A country's labor force can be one of its greatest attributes. As a united front, it can also come together to force the hand of governments on policy and wages. As we stand on the frontier of the Fourth Industrial Revolution, when the careers of our children today may not even exist, we take a look back at the employment conditions and movements of our forefathers.
A lone hotel barber, a member of the AFL-CIO, carries a sign objecting to scab employees as he strikes outside the Waldorf-Astoria Hotel in New York City during the 1940s.
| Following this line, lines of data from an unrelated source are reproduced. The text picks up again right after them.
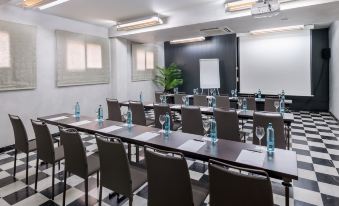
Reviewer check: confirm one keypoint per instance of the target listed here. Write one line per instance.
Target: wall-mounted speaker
(326, 53)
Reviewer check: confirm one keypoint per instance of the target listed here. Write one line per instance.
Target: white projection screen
(209, 73)
(273, 62)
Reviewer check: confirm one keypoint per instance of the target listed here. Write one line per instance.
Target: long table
(282, 165)
(288, 118)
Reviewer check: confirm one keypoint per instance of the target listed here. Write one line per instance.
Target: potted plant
(168, 77)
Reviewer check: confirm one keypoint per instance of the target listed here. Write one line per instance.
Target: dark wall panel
(187, 57)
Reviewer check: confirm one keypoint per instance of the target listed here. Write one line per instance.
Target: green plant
(168, 77)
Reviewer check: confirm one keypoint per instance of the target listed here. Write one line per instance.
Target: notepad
(57, 118)
(146, 136)
(253, 158)
(80, 123)
(109, 129)
(192, 145)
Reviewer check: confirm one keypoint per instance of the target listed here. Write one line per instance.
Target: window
(5, 57)
(75, 56)
(94, 57)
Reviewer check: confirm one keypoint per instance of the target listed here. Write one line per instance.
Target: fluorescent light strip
(51, 4)
(153, 21)
(278, 29)
(188, 40)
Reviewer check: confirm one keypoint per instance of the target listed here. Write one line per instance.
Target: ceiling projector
(265, 8)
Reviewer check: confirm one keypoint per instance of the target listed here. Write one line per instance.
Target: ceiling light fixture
(41, 4)
(278, 29)
(188, 40)
(138, 24)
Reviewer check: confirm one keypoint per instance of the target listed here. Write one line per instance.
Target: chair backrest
(168, 178)
(251, 104)
(269, 104)
(200, 100)
(157, 96)
(227, 124)
(75, 152)
(162, 109)
(138, 113)
(191, 120)
(44, 141)
(262, 119)
(223, 102)
(114, 112)
(114, 165)
(257, 188)
(178, 98)
(20, 134)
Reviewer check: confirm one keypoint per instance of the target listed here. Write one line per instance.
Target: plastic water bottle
(259, 94)
(100, 114)
(167, 124)
(77, 110)
(213, 130)
(244, 104)
(141, 97)
(270, 138)
(129, 118)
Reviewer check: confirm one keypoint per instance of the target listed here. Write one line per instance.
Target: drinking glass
(239, 103)
(206, 125)
(276, 105)
(162, 121)
(260, 132)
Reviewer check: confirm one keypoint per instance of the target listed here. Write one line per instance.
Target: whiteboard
(276, 62)
(209, 73)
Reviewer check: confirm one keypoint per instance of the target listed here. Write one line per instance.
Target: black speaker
(326, 53)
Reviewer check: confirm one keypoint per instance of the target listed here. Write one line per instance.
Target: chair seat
(93, 164)
(59, 153)
(199, 192)
(139, 177)
(32, 145)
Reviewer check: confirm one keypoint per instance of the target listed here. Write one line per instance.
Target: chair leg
(100, 195)
(65, 180)
(98, 180)
(86, 191)
(53, 175)
(36, 174)
(15, 154)
(27, 168)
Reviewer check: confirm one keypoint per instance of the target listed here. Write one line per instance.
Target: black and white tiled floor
(314, 138)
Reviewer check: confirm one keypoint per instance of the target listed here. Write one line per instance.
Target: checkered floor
(314, 138)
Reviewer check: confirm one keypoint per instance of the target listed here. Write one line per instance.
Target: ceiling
(185, 18)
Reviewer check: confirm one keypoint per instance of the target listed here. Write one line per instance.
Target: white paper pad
(57, 118)
(80, 123)
(191, 145)
(251, 158)
(146, 136)
(109, 129)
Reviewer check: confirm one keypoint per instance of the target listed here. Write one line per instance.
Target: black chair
(116, 173)
(191, 120)
(237, 189)
(169, 182)
(22, 144)
(76, 160)
(262, 119)
(114, 112)
(45, 150)
(162, 109)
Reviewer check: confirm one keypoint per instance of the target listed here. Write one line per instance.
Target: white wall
(125, 88)
(334, 69)
(47, 98)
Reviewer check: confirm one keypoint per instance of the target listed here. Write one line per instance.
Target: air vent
(215, 31)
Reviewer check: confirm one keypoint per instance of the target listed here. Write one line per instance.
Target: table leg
(287, 185)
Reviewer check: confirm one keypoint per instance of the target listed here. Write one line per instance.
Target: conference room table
(282, 164)
(288, 118)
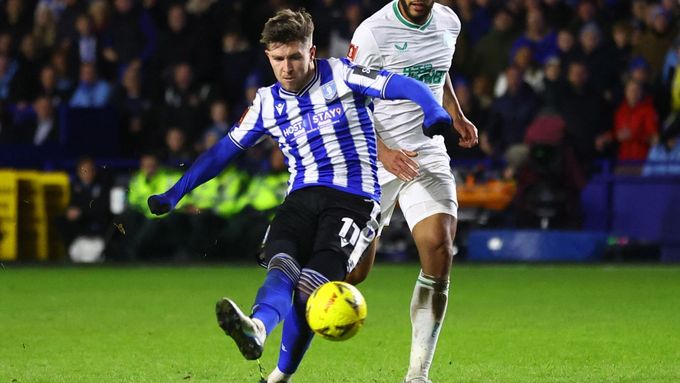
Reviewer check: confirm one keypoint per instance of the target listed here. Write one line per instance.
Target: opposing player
(319, 112)
(416, 38)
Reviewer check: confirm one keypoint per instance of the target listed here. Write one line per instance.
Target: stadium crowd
(552, 85)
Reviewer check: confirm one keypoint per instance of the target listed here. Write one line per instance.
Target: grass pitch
(504, 324)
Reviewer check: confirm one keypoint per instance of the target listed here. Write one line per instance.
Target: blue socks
(296, 336)
(274, 298)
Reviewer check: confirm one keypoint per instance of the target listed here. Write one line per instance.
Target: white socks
(278, 377)
(428, 307)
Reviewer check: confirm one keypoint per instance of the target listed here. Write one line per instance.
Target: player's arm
(211, 163)
(391, 86)
(364, 50)
(465, 127)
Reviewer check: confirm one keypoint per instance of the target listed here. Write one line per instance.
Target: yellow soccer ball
(336, 311)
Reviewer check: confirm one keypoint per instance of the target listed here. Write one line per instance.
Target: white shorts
(432, 192)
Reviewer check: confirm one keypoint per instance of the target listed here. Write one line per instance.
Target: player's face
(292, 63)
(416, 11)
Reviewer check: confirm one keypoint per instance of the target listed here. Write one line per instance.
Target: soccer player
(416, 38)
(319, 112)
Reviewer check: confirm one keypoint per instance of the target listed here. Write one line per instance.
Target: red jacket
(643, 123)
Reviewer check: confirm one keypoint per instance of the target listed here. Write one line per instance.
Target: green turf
(504, 324)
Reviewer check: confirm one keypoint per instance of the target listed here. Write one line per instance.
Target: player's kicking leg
(434, 239)
(272, 303)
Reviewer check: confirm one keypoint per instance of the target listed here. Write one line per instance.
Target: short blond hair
(288, 26)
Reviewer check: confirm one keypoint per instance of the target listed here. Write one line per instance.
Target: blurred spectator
(664, 157)
(538, 36)
(476, 17)
(553, 85)
(636, 125)
(493, 49)
(511, 113)
(25, 82)
(176, 153)
(63, 73)
(656, 40)
(557, 13)
(7, 129)
(585, 113)
(86, 45)
(621, 36)
(184, 101)
(44, 29)
(45, 129)
(237, 62)
(131, 34)
(133, 107)
(567, 52)
(587, 13)
(90, 92)
(88, 214)
(549, 179)
(100, 14)
(8, 69)
(598, 59)
(6, 44)
(523, 61)
(66, 24)
(178, 43)
(15, 18)
(671, 76)
(250, 87)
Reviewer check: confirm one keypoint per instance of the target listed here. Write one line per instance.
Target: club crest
(330, 92)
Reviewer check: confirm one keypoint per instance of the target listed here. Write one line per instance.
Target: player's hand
(437, 122)
(159, 204)
(399, 162)
(468, 132)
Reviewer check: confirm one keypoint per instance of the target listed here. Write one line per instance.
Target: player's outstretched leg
(249, 334)
(272, 304)
(434, 239)
(297, 336)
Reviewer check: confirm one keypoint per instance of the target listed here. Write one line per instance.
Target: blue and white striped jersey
(325, 130)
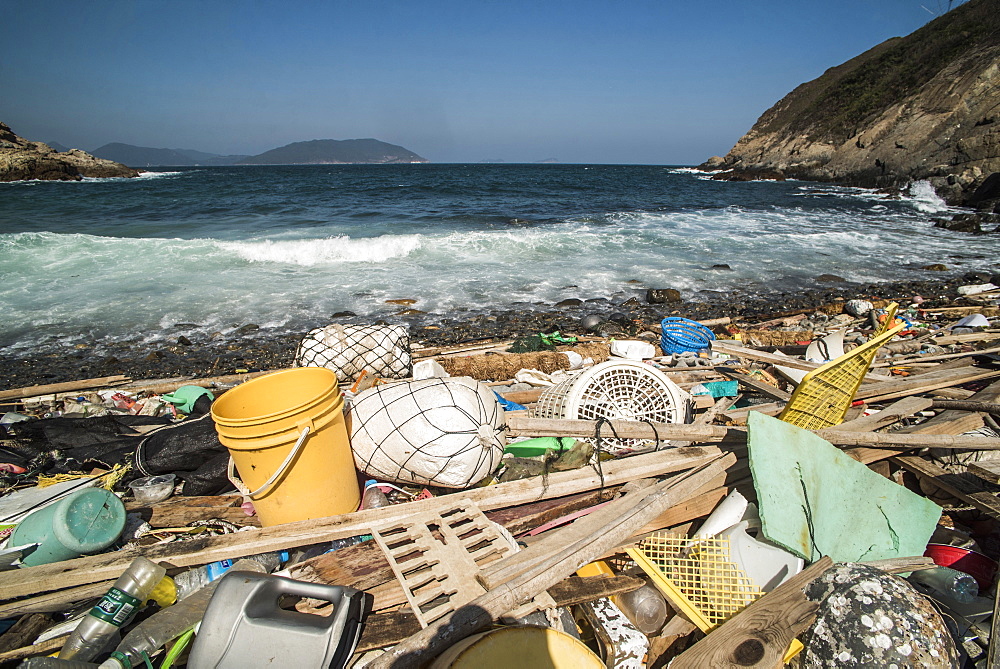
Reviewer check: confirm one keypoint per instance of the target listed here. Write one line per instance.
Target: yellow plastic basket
(825, 394)
(699, 579)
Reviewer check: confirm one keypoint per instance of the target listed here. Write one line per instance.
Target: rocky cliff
(925, 106)
(21, 159)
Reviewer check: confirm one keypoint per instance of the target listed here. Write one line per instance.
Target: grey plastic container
(244, 626)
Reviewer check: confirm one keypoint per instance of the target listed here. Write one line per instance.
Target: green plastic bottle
(116, 608)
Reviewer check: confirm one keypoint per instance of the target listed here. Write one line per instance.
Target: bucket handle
(276, 475)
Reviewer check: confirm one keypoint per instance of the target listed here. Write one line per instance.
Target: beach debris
(916, 430)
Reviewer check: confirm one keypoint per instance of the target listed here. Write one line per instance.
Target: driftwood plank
(896, 412)
(387, 629)
(771, 358)
(80, 571)
(953, 484)
(914, 385)
(417, 649)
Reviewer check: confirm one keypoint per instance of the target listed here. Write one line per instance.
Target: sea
(207, 250)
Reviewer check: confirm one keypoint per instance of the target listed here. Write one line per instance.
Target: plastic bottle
(195, 579)
(171, 622)
(116, 608)
(46, 662)
(373, 498)
(962, 587)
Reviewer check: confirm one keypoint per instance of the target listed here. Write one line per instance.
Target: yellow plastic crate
(699, 579)
(825, 394)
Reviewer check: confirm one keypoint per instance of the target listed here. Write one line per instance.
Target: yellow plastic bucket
(286, 434)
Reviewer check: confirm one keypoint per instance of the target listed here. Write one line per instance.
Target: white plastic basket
(617, 390)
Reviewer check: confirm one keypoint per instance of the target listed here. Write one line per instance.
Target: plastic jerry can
(244, 626)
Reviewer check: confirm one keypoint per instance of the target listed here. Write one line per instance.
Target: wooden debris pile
(925, 417)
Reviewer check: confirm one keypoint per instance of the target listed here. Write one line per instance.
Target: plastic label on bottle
(116, 607)
(217, 569)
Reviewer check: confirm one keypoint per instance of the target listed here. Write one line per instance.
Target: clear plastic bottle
(373, 497)
(195, 579)
(116, 608)
(171, 622)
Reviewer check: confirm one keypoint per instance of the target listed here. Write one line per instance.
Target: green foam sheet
(815, 500)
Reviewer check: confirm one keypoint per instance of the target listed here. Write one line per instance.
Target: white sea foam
(310, 252)
(157, 175)
(923, 198)
(83, 288)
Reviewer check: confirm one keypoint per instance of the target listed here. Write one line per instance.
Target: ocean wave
(924, 199)
(311, 252)
(157, 175)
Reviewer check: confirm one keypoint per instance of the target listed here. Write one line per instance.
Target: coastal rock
(912, 108)
(21, 159)
(662, 295)
(750, 175)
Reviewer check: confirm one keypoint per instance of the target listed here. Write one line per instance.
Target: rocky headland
(921, 107)
(21, 159)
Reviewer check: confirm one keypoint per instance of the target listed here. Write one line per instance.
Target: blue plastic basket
(681, 335)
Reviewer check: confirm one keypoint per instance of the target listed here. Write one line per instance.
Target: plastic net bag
(348, 350)
(446, 432)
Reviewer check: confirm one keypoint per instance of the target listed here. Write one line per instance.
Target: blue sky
(619, 81)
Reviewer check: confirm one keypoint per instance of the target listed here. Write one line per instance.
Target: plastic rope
(681, 335)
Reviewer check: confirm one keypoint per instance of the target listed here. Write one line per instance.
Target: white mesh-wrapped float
(616, 390)
(382, 350)
(444, 432)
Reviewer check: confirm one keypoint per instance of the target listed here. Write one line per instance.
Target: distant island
(315, 152)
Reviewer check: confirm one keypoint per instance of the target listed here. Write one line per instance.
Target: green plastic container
(529, 448)
(184, 398)
(86, 521)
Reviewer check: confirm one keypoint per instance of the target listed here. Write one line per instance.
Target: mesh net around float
(444, 432)
(348, 350)
(616, 390)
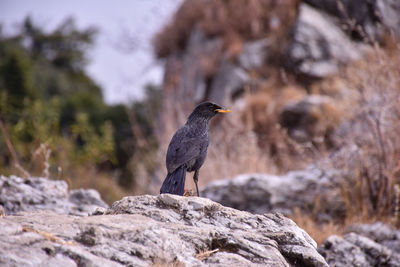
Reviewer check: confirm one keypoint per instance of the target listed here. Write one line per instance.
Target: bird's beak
(220, 110)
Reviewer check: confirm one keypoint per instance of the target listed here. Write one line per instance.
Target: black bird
(187, 150)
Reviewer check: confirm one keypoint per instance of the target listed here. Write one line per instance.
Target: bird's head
(207, 110)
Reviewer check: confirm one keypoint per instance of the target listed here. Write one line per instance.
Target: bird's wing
(183, 148)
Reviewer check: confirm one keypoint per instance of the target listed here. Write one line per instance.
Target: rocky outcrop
(31, 194)
(364, 19)
(319, 45)
(164, 229)
(313, 117)
(261, 193)
(363, 245)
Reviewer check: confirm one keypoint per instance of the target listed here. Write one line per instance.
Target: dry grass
(370, 146)
(234, 21)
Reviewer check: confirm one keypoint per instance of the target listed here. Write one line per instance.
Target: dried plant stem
(12, 150)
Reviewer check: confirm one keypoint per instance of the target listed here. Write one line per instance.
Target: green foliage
(48, 101)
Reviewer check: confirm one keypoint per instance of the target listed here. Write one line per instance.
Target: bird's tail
(174, 183)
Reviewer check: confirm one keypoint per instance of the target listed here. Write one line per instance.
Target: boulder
(364, 19)
(319, 46)
(18, 194)
(261, 193)
(312, 118)
(254, 54)
(365, 248)
(164, 229)
(379, 232)
(228, 81)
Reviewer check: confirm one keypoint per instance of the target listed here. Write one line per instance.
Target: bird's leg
(196, 178)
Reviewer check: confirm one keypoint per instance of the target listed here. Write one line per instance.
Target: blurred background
(92, 92)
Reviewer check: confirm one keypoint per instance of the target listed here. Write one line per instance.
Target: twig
(12, 150)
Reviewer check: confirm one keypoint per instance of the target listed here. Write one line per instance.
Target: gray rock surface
(261, 193)
(355, 249)
(164, 229)
(310, 118)
(319, 46)
(227, 82)
(18, 194)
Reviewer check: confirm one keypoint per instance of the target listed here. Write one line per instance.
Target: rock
(228, 81)
(356, 250)
(261, 193)
(364, 18)
(319, 46)
(378, 232)
(313, 117)
(17, 194)
(164, 229)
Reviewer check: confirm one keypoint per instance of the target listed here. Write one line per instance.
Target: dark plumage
(187, 150)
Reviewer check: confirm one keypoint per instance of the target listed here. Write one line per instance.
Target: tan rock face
(143, 230)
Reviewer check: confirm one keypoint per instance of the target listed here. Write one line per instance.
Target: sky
(121, 61)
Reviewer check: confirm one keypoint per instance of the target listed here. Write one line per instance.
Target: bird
(187, 150)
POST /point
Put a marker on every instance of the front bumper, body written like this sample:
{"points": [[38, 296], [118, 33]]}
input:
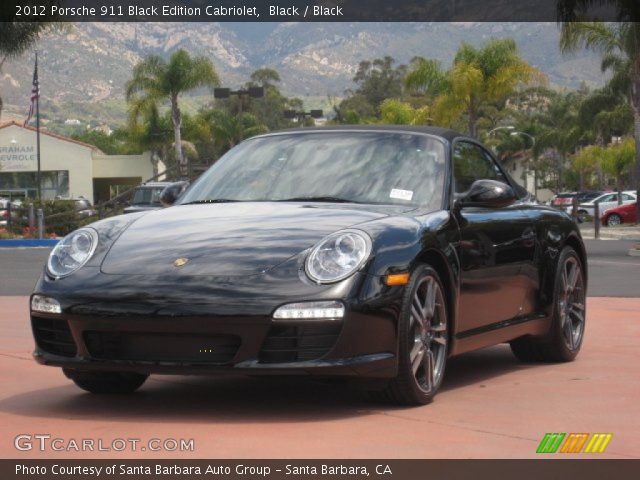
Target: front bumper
{"points": [[218, 329]]}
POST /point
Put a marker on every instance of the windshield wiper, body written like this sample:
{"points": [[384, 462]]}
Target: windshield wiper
{"points": [[318, 199], [212, 200]]}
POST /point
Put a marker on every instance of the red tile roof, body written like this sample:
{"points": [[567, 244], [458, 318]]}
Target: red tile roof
{"points": [[50, 134]]}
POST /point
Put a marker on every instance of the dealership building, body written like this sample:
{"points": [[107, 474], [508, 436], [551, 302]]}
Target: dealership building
{"points": [[69, 168]]}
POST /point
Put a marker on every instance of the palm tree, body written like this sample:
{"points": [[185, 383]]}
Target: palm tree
{"points": [[228, 129], [18, 37], [619, 44], [156, 80], [479, 77]]}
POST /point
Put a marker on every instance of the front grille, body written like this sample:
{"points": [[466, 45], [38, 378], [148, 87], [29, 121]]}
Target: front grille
{"points": [[298, 343], [159, 347], [53, 336]]}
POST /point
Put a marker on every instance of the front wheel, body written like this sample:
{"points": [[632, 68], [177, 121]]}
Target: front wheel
{"points": [[106, 382], [564, 340], [423, 341]]}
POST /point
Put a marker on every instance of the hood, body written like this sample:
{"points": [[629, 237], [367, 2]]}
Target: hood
{"points": [[227, 239]]}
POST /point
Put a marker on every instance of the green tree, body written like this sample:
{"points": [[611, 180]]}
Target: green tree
{"points": [[619, 44], [228, 129], [586, 162], [156, 80], [479, 77], [375, 80], [618, 160], [16, 38], [396, 112]]}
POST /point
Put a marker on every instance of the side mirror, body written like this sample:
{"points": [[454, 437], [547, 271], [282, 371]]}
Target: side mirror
{"points": [[488, 193], [172, 192]]}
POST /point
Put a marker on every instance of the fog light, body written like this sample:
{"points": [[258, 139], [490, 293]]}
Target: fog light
{"points": [[331, 310], [45, 304]]}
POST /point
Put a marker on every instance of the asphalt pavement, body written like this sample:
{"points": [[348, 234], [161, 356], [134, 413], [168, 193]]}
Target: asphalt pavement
{"points": [[612, 273], [490, 405]]}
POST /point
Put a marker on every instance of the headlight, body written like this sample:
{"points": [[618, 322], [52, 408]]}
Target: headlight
{"points": [[338, 256], [72, 252]]}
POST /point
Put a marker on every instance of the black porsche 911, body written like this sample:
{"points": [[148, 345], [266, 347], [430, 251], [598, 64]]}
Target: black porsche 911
{"points": [[372, 253]]}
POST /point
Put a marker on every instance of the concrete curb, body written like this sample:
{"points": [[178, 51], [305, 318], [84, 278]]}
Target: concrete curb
{"points": [[28, 242]]}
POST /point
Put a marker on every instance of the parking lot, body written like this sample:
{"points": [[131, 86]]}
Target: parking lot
{"points": [[490, 405]]}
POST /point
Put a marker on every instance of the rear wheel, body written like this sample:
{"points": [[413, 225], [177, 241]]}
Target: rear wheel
{"points": [[564, 340], [613, 220], [106, 382], [423, 341]]}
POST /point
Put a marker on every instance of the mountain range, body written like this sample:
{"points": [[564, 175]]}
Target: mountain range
{"points": [[84, 66]]}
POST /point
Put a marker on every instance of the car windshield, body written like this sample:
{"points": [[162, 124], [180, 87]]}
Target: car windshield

A uniformed doorman speaks to a woman in the background. (Corry/Getty Images)
On Feb. 3, 1975, a group of Playboy bunny girls pickets outside a meeting of Playboy Club employees who are voting on whether to join the Transport and General Workers' Union. (Keystone/Getty Images)
An official of the pecan workers' union holds relief supplies of butter and beans, which are supposed to feed a family of three for two weeks. (RUSSELL LEE/Getty Images)
Four-year-old Mary shucks two pots of oysters a day in March 1911. (The New York Public Library)
An anemic little spinner stands in a New England cotton mill in August 1910. (The New York Public Library)
Suffragettes carry the banner of the Women's Trade Union League of New York on a Labor Day Parade through the city in 1913. (PAUL THOMPSON/Topical Press Agency/Getty Images)
Police clash violently with demonstrators in the 1920s. (Hulton Archive/Getty Images)
A group of striking union miners poses outdoors in the Lick Creek District of West Virginia on April 12, 1922. A woman holds an American flag. (A. E. FRENCH/Getty Images)
Members of the American Trade Unions sit in discussion, circa 1930.